Editor's note: Mark Radomsky is the director of the Miner Training Program and senior lecturer at Pennsylvania State University. Radomsky started his professional career in 1971 as an underground coal miner and joined Penn State in 1979.
(CNN) -- The rescue of 33 trapped men in Chile brings home vividly the hazards of mining. How do we defend this very blue-collar occupation, which claimed the life of my grandfather, some of his friends and almost killed me, when I was actually pinned between a rock and a hard place?
Thousands of hard-working folks are killed and injured in mines worldwide each year. This eons-old industry is disparaged by many, but most of the people with close ties to it laud and defend the profession.
The truth is this: Mining is hazardous but essential to the lives we want. It's an activity that produces wealth, provides raw materials for a myriad of products, lifts people out of poverty, develops economies and yes -- kills, maims and disables some of those who work at mining.
Miners, from the child coal miners of old who worked to remove "boney" from the breakers or carried water to the mining executives of today, should be thanked and appreciated for their contribution to civilization.
Let's reconsider labeling mine operators as the exploiters of earth and humans. Let us at least acknowledge their entrepreneurial spirit, courage and willingness to get into a business that is difficult by any standard. My father was a coal operator.
But let's also be fair. Poorly managed mines exist.

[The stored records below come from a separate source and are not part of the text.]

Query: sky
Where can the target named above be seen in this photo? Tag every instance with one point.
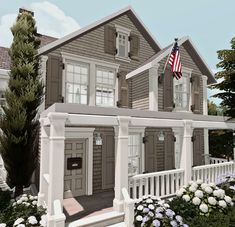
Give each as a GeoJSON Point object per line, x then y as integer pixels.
{"type": "Point", "coordinates": [209, 23]}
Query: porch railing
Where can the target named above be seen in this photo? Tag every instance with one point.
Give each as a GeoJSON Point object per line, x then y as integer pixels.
{"type": "Point", "coordinates": [211, 173]}
{"type": "Point", "coordinates": [217, 160]}
{"type": "Point", "coordinates": [160, 184]}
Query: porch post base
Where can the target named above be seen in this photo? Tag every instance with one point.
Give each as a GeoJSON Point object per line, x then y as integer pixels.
{"type": "Point", "coordinates": [118, 205]}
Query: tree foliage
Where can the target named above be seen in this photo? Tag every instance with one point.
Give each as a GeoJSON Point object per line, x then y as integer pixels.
{"type": "Point", "coordinates": [19, 122]}
{"type": "Point", "coordinates": [227, 76]}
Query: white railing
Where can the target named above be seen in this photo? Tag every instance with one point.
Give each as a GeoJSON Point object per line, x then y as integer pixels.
{"type": "Point", "coordinates": [129, 206]}
{"type": "Point", "coordinates": [160, 184]}
{"type": "Point", "coordinates": [217, 160]}
{"type": "Point", "coordinates": [210, 173]}
{"type": "Point", "coordinates": [58, 219]}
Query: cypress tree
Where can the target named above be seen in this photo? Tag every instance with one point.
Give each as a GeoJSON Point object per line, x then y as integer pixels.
{"type": "Point", "coordinates": [19, 123]}
{"type": "Point", "coordinates": [227, 85]}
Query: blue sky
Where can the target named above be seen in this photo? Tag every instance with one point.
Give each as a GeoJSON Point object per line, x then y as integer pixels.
{"type": "Point", "coordinates": [209, 23]}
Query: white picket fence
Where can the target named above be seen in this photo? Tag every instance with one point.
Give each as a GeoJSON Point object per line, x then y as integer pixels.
{"type": "Point", "coordinates": [160, 184]}
{"type": "Point", "coordinates": [217, 160]}
{"type": "Point", "coordinates": [211, 173]}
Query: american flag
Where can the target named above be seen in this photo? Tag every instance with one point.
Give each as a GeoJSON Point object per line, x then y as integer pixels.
{"type": "Point", "coordinates": [174, 61]}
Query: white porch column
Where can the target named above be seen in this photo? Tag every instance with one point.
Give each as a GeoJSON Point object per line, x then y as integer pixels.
{"type": "Point", "coordinates": [56, 159]}
{"type": "Point", "coordinates": [44, 164]}
{"type": "Point", "coordinates": [43, 69]}
{"type": "Point", "coordinates": [121, 162]}
{"type": "Point", "coordinates": [153, 88]}
{"type": "Point", "coordinates": [186, 154]}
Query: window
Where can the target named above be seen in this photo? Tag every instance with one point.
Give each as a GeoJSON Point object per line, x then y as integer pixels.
{"type": "Point", "coordinates": [134, 148]}
{"type": "Point", "coordinates": [105, 87]}
{"type": "Point", "coordinates": [182, 92]}
{"type": "Point", "coordinates": [76, 83]}
{"type": "Point", "coordinates": [122, 42]}
{"type": "Point", "coordinates": [122, 45]}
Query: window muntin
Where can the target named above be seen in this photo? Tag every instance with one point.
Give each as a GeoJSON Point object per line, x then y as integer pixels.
{"type": "Point", "coordinates": [134, 154]}
{"type": "Point", "coordinates": [122, 45]}
{"type": "Point", "coordinates": [105, 87]}
{"type": "Point", "coordinates": [182, 92]}
{"type": "Point", "coordinates": [76, 83]}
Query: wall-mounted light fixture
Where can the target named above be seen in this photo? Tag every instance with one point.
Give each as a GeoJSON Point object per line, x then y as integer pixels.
{"type": "Point", "coordinates": [98, 139]}
{"type": "Point", "coordinates": [161, 136]}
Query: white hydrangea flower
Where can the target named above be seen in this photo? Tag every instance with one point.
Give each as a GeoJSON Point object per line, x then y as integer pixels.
{"type": "Point", "coordinates": [212, 201]}
{"type": "Point", "coordinates": [222, 203]}
{"type": "Point", "coordinates": [139, 218]}
{"type": "Point", "coordinates": [186, 198]}
{"type": "Point", "coordinates": [204, 185]}
{"type": "Point", "coordinates": [18, 221]}
{"type": "Point", "coordinates": [199, 194]}
{"type": "Point", "coordinates": [192, 189]}
{"type": "Point", "coordinates": [228, 199]}
{"type": "Point", "coordinates": [199, 181]}
{"type": "Point", "coordinates": [196, 201]}
{"type": "Point", "coordinates": [208, 190]}
{"type": "Point", "coordinates": [203, 207]}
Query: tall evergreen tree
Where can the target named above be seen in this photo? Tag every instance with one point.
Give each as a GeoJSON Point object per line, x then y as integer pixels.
{"type": "Point", "coordinates": [227, 85]}
{"type": "Point", "coordinates": [19, 123]}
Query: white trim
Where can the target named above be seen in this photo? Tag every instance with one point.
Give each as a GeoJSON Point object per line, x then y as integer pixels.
{"type": "Point", "coordinates": [84, 133]}
{"type": "Point", "coordinates": [93, 25]}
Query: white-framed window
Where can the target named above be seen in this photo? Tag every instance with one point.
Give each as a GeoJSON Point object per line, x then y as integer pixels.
{"type": "Point", "coordinates": [134, 154]}
{"type": "Point", "coordinates": [76, 82]}
{"type": "Point", "coordinates": [182, 92]}
{"type": "Point", "coordinates": [105, 86]}
{"type": "Point", "coordinates": [122, 42]}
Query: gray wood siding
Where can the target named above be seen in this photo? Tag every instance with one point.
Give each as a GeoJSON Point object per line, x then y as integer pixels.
{"type": "Point", "coordinates": [139, 97]}
{"type": "Point", "coordinates": [188, 62]}
{"type": "Point", "coordinates": [91, 45]}
{"type": "Point", "coordinates": [97, 159]}
{"type": "Point", "coordinates": [159, 148]}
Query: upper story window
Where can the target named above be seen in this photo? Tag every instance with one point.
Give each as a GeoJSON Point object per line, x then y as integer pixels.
{"type": "Point", "coordinates": [122, 43]}
{"type": "Point", "coordinates": [76, 83]}
{"type": "Point", "coordinates": [105, 87]}
{"type": "Point", "coordinates": [182, 92]}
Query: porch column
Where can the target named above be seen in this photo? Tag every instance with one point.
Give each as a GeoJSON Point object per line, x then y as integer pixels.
{"type": "Point", "coordinates": [187, 151]}
{"type": "Point", "coordinates": [44, 164]}
{"type": "Point", "coordinates": [56, 159]}
{"type": "Point", "coordinates": [121, 162]}
{"type": "Point", "coordinates": [153, 88]}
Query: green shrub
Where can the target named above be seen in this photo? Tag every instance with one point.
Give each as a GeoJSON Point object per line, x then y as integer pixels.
{"type": "Point", "coordinates": [5, 198]}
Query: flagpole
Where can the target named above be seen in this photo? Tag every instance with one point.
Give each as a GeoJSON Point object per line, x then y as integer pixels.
{"type": "Point", "coordinates": [164, 69]}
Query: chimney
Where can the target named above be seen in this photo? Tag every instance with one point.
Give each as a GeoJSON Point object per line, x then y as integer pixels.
{"type": "Point", "coordinates": [21, 10]}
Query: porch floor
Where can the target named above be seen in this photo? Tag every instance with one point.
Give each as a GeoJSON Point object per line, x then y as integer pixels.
{"type": "Point", "coordinates": [87, 206]}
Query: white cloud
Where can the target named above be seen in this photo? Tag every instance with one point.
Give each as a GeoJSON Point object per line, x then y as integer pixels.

Some operators still are sympathetic to the doctrines of "assumption of risk" or "implied negligence," so often cited in days gone by as a management defense against the liability of accident loss.
Those who don't study industrial health and safety or haven't worked in heavy industries such as mining often ask how catastrophes -- such as the April 2010 mine explosion in West Virginia at Massey's Upper Big Branch mine or the roof collapse at the San Jose copper mine in Chile -- can happen.
Mining exposes workers to lethal amounts of energy. The energies in underground mines are in states of motion or stored in moving shafts and gears; electricity; the mine roof, rib or sides of the tunnel; hydraulic cylinders; and more. An unexpected release of this energy can equal disaster.
These energies must be controlled at all times and in all situations. Unfortunately, our controls are not always up to the task.
The Upper Big Branch event apparently involved the methane gas accumulating into the explosive range and an ignition source. Mine roofs collapse for many reasons, such as fault lines in the strata, inadequate bolting or other mechanical controls, inadequate pillar size or improper mining methods.
Mines blow up when methane gas accumulations go undetected or inundate a mine quickly before power can be cut or the area can be ventilated. Investigations into these recent mining disasters have not been completed, so the basic or root causes cannot be known yet.
To prevent incidents in mining, both large and small, is no easy task. We are fighting a legion of hazards.
In underground mines, stored energy in the form of earth surrounds the worker. Miners work in a confined space that has the potential to collapse on them at any time, despite efforts to maintain the integrity of the roof, ribs and floor of the void in which they work. The challenge to identify and control hazards in this workplace is unequaled.
Mine safety begins with commitment.
Management must commit to preventing accidents by providing adequate resources for the identification and control of hazards. All mines must integrate safety into everything they do. There is no magic bullet to prevent injuries and loss.
But it's essential to have commitment:
-- To prevention, vigilance and excellence in workplace examinations.
-- To safe work practices and procedures.
-- To controlling the hazards associated with the worker, the equipment, material and the environment.
This takes dedication, a conscientious work force and some good fortune.
A former supervisor of mine was fond of saying, "Plan for the exception, and expect it to happen." Perhaps for mining, this goes double.
The miners who perished at Upper Big Branch were killed instantly. There was no opportunity for them to evacuate or take refuge. The miners at the San Jose copper mine might have escaped back in August had all escape routes been maintained properly.
Companies must embrace an aggressive culture of safety prevention first and foremost and also incorporate a program of mine emergency response that is second to none.
The opinions expressed in this commentary are solely those of Mark Radomsky.